America’s veterans deserve the best care possible. They’ve endured the unthinkable in service to our country—and when they return home, they should be met with compassion, time, and therapies that work, not a haze of prescription drugs.
Yet as The Wall Street Journal recently reported, the VA has leaned heavily on what’s been called the “combat cocktail”—the routine prescribing of multiple psychiatric drugs at once to treat PTSD. For many veterans, this approach has left them feeling sedated, disconnected, and in some cases, suicidal. The VA’s own numbers show that veterans in its care have a 22% higher suicide rate than the general population. If that doesn’t tell us something is wrong, I don’t know what will.
Why Drug Cocktails Fail Veterans
Polypharmacy—being on two, three, or even six psychiatric medications at a time—is not true treatment. These drugs can dull emotion, impair cognition, and make it harder for veterans to engage with life, family, and recovery. They mask symptoms without addressing the root cause of trauma. Worse, the side effects—weight gain, dizziness, emotional blunting, suicidal thoughts—can compound the suffering.
As one former VA official described, “You’d see veterans walking around like zombies.” That is not healing. That is chemical restraint.
The Alternative: Therapies That Work
Instead of drugging veterans into submission, we need to prioritize therapies that actually process trauma and rewire the brain’s response to it. Three stand out for their effectiveness:
- Eye Movement Desensitization and Reprocessing (EMDR)
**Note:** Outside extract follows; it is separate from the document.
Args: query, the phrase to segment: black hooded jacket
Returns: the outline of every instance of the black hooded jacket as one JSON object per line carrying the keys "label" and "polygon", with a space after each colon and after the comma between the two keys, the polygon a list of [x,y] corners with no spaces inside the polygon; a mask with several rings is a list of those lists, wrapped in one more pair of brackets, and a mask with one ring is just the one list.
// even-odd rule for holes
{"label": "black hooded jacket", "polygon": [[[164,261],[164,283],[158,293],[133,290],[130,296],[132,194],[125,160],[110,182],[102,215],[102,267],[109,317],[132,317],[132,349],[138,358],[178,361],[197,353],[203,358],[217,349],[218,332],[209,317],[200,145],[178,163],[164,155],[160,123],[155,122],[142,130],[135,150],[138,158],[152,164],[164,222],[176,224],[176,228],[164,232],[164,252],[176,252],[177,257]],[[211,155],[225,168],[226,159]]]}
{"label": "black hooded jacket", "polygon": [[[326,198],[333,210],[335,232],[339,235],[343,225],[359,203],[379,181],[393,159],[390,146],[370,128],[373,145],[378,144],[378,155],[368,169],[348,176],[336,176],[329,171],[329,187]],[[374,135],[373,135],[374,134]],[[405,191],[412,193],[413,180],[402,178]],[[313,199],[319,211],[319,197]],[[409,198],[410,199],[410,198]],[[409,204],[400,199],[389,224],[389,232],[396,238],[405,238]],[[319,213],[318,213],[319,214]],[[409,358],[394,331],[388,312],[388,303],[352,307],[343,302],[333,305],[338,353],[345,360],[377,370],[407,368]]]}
EMDR helps the brain reprocess traumatic memories so they lose their emotional charge. It’s backed by decades of research and can deliver rapid, lasting relief from PTSD symptoms without a single pill. - Brainspotting
By identifying and processing “brainspots”—eye positions linked to stored trauma—this therapy accesses and resolves experiences that talk therapy alone often can’t touch. It’s especially effective for veterans because it goes straight to the source of body-based and neurological trauma. - The Infinity-Brain-Method
My own approach, the Infinity-Brain-Method, integrates advanced neuro-processing techniques with a whole-body approach to healing. It is designed to restore a sense of agency, clarity, and resilience—helping veterans reconnect with their lives without dependence on psychiatric medication.
These therapies share a core principle: they work with the brain’s innate capacity to heal itself. They do not numb, sedate, or disconnect. They restore, integrate, and empower.
The Path Forward
We need a VA mental health system where:
- Therapy is the first-line treatment for PTSD—not medication.
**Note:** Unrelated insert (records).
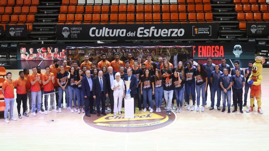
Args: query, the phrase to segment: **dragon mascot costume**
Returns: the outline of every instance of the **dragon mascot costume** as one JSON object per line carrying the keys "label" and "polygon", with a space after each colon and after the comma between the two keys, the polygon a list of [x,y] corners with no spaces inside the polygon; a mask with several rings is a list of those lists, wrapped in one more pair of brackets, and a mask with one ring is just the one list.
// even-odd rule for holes
{"label": "dragon mascot costume", "polygon": [[264,58],[260,56],[257,56],[255,58],[255,62],[252,67],[252,73],[248,80],[248,83],[251,85],[251,88],[250,88],[250,107],[247,110],[247,112],[253,111],[254,98],[256,98],[258,105],[258,113],[261,114],[263,113],[261,108],[262,104],[261,83],[263,80],[261,74],[263,64],[265,61],[264,60]]}

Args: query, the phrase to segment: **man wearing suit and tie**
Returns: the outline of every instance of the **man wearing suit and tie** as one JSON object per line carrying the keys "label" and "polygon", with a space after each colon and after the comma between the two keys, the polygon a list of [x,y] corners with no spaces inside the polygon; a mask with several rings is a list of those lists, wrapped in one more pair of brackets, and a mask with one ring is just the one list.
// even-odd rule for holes
{"label": "man wearing suit and tie", "polygon": [[108,89],[106,79],[103,76],[103,71],[98,72],[98,76],[94,79],[93,83],[93,95],[94,98],[96,99],[97,108],[97,116],[100,116],[100,101],[102,102],[102,114],[106,115],[105,113],[106,98],[108,96]]}
{"label": "man wearing suit and tie", "polygon": [[82,79],[81,82],[82,92],[84,96],[85,103],[85,115],[88,117],[90,117],[90,113],[96,114],[94,112],[94,99],[93,98],[93,76],[90,75],[90,71],[87,70],[85,72],[86,76]]}
{"label": "man wearing suit and tie", "polygon": [[[136,90],[136,87],[138,85],[137,83],[137,78],[136,77],[132,74],[132,69],[129,69],[127,70],[127,75],[125,76],[123,79],[125,81],[130,81],[131,80],[130,84],[130,94],[131,97],[134,98],[134,112],[135,112],[135,96],[137,94]],[[126,90],[126,91],[128,90]],[[126,92],[127,93],[127,92]]]}
{"label": "man wearing suit and tie", "polygon": [[[107,68],[108,72],[105,74],[104,77],[106,79],[106,83],[107,84],[107,87],[108,88],[108,96],[109,98],[109,101],[110,101],[111,105],[111,114],[113,114],[114,110],[114,97],[113,96],[113,90],[111,88],[112,84],[113,83],[113,81],[115,80],[115,74],[117,73],[116,71],[113,71],[113,68],[112,67],[109,67]],[[108,106],[108,104],[107,105]],[[102,108],[103,108],[103,106]],[[105,106],[103,107],[105,108]]]}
- Veterans are informed about non-drug options like EMDR, Brainspotting, and the Infinity-Brain-Method before a prescription is ever written.
- Resources are directed toward training more trauma therapists, not filling more pill bottles.
- Polypharmacy is the exception, not the norm, and deprescribing programs are actively supported.
Veterans have already survived the battlefield. They should not have to fight a second war against a medical system that overmedicates and under-treats.
If we truly honor their service, we must offer them care that brings them home—to themselves, their families, and their futures—fully awake and fully alive.